Et n’est-ce pas la vie du primitif que ce perpétuel aléa, cette course éperdue à la faim, lui qui, pour manger, ne peut compter que sur son habileté, sa force et sa chance ? Il est vrai que n’étant pas nomade il peut, lorsque la chasse est bonne, constituer une réserve pour les jours de disette, il est vrai encore que son abatis lui assure des fruits et des légumes. Quant à moi, impossible de faire une réserve : je dois tuer pour me repaître sur place et mon appétit est grand, et la viande seule, sans légumes, sans pain ni couac, ne nourrit guère et puis, si la chasse était abondante, comment faire pour transporter quatre ou cinq kilogs en plus de mes bagages.

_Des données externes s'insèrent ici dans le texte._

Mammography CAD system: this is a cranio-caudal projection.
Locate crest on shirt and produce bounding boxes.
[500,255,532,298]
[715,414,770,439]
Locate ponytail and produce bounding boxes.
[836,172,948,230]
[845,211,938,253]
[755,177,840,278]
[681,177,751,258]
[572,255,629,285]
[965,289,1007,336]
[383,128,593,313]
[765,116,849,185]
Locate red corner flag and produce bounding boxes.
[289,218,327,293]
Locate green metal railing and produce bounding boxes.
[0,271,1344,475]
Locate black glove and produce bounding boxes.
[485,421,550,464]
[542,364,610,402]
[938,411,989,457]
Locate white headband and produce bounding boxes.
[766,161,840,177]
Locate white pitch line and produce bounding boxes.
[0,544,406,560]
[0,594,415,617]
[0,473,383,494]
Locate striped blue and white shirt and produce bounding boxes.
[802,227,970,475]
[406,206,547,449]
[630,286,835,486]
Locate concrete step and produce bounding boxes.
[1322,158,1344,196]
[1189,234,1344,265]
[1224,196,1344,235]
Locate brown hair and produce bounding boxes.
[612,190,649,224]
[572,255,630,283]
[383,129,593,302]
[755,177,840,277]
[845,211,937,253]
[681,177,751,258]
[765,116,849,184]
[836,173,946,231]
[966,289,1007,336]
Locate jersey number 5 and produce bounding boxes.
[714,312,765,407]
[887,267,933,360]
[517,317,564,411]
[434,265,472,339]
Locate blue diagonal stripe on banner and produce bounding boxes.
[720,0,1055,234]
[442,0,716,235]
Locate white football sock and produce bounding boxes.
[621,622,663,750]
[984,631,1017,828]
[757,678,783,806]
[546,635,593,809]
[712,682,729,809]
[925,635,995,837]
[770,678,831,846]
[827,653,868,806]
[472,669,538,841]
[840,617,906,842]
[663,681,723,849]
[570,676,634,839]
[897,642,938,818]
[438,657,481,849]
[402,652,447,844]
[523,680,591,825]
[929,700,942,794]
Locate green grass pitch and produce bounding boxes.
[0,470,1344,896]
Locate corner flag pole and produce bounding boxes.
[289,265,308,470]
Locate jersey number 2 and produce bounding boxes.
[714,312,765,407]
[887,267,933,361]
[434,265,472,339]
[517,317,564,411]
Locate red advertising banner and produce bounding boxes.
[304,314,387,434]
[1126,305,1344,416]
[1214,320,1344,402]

Quoique en pleine force, cette sacrée faiblesse causée par la dysenterie m’occasionne du souci ; je sens mes jambes molles et une lassitude formidable. Cependant, grâce à Dieu, pour l’instant je ne suis pas malade. Alors ? le climat… il n’est pas terrible ! La fatigue ? peut-être celle de ce long voyage sur l’Ouaqui, peut-être et surtout la nourriture peu substantielle qui ne satisfait jamais tout à fait. Question d’habitude… l’estomac s’y fera ! En attendant, ce soir, c’est à nouveau un cœur de palmier Pinot bouilli. Ah ! l’énervement des soirées de famine : Boby tourne, désespéré, autour du boucan qui fume encore, mais les traverses sont vides, à peine luisantes encore de la graisse du hocco… il était si bien garni hier au soir !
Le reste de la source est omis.